We ended up leaving that night, Claudio, Paola and me in Claudio’s white sedan. Maria Elena was behind us. The miner’s town is a machine, each pick-up truck and each individual orange-clad miner a functional piece of the mechanics. It is where it all begins. Sometimes in the over-developed world we forget that all the gadgets, buildings and infrastructure come from raw material threaded throughout the rock of the earth. It has to be dug up, put through a chemical process that involves clean water becoming dirty water, and then shipped to some other part of the world for processing. Then it’s sold to some company that specializes in some other manner of processing. Then another, and another, until finally the end result is a tiny piece in your iPod that lets you listen to Fall Out Boy or some other bullshit band. Or maybe you like Vivaldi.

We drove down the winding road to the coastal highway, and from there sped northward back to Iquique. Claudio’s house was a large one, stuck to the sides of his neighbors’ homes. His parents were his neighbors. His brother lived across the street. So it goes.

“Families in Latin America are very close,” I said.

“It’s that here family is more important than in the States,” replied Claudio. “There, love is cold.”

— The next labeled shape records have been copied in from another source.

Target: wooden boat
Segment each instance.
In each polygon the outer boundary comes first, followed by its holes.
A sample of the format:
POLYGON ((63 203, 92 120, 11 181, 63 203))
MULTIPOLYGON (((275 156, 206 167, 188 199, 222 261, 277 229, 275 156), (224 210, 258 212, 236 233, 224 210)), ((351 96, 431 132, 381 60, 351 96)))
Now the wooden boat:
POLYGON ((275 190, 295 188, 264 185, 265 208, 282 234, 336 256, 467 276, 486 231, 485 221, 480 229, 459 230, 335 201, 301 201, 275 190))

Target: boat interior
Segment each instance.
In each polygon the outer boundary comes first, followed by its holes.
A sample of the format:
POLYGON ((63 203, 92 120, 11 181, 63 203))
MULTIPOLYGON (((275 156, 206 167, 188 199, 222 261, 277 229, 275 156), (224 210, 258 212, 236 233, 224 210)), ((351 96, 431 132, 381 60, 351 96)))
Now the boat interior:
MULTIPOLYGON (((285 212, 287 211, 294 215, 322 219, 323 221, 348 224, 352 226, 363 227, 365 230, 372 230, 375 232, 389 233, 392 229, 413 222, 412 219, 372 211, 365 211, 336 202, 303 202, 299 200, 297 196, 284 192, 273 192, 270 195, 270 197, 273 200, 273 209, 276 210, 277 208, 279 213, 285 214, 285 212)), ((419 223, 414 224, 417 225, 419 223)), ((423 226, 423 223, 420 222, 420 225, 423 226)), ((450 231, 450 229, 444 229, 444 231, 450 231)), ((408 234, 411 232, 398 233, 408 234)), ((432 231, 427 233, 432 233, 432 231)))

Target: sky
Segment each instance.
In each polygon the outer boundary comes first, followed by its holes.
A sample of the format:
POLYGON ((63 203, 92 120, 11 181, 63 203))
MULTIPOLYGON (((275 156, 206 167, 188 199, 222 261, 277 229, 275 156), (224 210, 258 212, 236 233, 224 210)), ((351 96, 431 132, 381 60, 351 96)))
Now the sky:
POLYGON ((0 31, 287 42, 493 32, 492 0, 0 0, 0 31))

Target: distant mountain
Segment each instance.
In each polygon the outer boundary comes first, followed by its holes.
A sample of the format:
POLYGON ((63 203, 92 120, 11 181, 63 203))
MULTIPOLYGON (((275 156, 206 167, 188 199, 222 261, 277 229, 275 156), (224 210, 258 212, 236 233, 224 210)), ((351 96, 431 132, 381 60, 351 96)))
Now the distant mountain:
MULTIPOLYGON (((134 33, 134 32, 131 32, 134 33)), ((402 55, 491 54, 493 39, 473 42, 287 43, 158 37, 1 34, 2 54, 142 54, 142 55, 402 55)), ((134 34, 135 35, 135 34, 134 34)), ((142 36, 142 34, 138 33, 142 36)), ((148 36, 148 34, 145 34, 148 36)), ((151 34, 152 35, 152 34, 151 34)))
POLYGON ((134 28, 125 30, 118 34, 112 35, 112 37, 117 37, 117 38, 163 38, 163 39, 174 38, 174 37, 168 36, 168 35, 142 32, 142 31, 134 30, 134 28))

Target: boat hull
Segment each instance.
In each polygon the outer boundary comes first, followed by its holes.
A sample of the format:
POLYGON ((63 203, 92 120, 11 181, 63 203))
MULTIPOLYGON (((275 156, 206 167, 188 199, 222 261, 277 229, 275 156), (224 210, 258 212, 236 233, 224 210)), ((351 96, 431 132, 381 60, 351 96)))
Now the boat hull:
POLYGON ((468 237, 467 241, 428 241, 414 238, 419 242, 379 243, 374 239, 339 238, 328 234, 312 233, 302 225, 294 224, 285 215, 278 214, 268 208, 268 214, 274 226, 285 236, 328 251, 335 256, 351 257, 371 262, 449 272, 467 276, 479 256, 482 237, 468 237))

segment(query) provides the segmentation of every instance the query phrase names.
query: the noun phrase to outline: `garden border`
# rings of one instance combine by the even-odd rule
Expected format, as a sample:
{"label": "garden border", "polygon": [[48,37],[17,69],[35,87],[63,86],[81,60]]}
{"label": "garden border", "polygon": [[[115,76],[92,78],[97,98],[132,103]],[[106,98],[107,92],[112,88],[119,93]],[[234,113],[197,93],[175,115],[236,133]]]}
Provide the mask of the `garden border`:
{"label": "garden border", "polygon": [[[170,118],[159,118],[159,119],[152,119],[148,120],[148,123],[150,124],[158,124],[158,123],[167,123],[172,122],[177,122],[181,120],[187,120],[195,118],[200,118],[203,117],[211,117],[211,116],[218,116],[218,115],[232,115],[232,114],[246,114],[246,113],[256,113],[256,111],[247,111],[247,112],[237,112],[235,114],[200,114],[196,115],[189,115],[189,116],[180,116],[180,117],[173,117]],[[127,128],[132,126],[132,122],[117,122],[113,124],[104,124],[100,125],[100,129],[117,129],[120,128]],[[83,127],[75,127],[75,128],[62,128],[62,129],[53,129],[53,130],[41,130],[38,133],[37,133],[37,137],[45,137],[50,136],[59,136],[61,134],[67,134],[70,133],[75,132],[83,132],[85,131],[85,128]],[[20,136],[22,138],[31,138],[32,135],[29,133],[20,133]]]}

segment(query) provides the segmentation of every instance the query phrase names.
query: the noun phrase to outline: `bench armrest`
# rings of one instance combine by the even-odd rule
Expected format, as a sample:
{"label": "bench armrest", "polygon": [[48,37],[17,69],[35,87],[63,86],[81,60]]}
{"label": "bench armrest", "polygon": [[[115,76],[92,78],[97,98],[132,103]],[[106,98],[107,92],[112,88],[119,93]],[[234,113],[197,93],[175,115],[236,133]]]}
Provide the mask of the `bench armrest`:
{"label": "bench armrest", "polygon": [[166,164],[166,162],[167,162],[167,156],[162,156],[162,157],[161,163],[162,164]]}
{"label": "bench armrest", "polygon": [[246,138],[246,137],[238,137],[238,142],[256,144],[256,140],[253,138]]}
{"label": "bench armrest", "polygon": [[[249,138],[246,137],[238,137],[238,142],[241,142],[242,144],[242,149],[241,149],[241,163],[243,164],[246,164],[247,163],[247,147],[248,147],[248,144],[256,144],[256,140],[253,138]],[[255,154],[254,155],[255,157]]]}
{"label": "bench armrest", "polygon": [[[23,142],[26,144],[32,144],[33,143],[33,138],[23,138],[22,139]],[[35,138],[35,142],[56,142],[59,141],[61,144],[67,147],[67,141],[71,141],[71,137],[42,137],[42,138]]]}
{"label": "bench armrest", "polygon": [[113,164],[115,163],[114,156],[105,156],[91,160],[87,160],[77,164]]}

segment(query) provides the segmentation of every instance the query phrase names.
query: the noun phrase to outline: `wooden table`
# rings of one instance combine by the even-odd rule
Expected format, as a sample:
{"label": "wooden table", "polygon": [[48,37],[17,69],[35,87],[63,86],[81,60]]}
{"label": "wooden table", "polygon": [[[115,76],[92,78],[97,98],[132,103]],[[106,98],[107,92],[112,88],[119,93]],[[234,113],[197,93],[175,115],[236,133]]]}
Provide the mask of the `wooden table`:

“Well now wait a minute. It’s not cold. It’s different. We are more independent, is the positive way to put it. But yea, families here stick together.” Maybe being apart from loved ones make you appreciate them all the more, I thought. I’ve thought that many times.

That night we ate dinner with Claudio’s parents. His father was a short man frail with age, but stone hard of character. Claudio introduced me to everyone as his gringo trotamundo. We ate steak and lentils.

“What do you think of Chilean cuisine?” Claudio asked. Paolo and his parents glanced at me.

“It’s good,” I said. “But I do love Peruvian ceviche,” I said, testing their resolve.

Everyone agreed. Claudio said Chileans don’t like to cook. He said they want it fast and simple. I suppose that’s fine by me.

The harroowing road into Iquique Chile.

The harroowing road into Iquique Chile. Source.

 

I slept in a warm bed in the guest room. There was stuff, things, all over the house. I met Claudio’s 18 year old son Coto, who liked to call me John. He had thin eyes as well, and was a quiet person. He was also very large. In his room there was a flat screen TV. There were two more flat screens on the first floor, one in front of the kitchen and workout room, and one in front of black leather furniture. The garage housed a Mercedes-Benz sports car, and upstairs Claudio showed me his sauna. The family had money; that much was made very clear.

The next day I drove around with Claudio and his son. We bought several bedframes, Claudio visited the bank, and I drank three cups of hot chocolate in the car dealership showroom as they bought two more Mahindra pik-ups.

Iquique is a mining jewel on the shores of the Pacific. The coastal range of dune rock scoots up close to the water, giving Iquique a slope to crawl up. The sun shines year-round here, reflecting off the high-rises and glistening off the water. The mines have brought obvious fortune to the city, but it is not without its delights. The city spans out in many directions, but its heritage is guarded in the colorful wooden buildings at its center that have survived the 19th and 20th century idea of progress.

We drove up the dune hills to fetch Claudio’s play thing; his RV, or casa rolante. It was a long weekend, so we were going to go camping. It was also Claudio’s 50th birthday that Sunday.

The next day, the RV loaded down with a ridiculous amount of things, we drove off back south down the coast. We stopped briefly at the airport to pick up Claudio’s 8 year old son just flown in from Arica, and then went to the beach spot. The shore was a rocky crag of a coastline, the resplendent waves smashing in over the boulders and caves.

We made camp on the sand near other campers. The beach curved around into the distant haze, dark spots showing where others had set up shop along the crescent. The RV was large. I wondered if this could count as hitching an RV, perhaps indirectly. With Coto, I helped set up two shade structures, unloaded the barbeque grill, and pitched my tent alongside the pick-up truck Coto had brought along.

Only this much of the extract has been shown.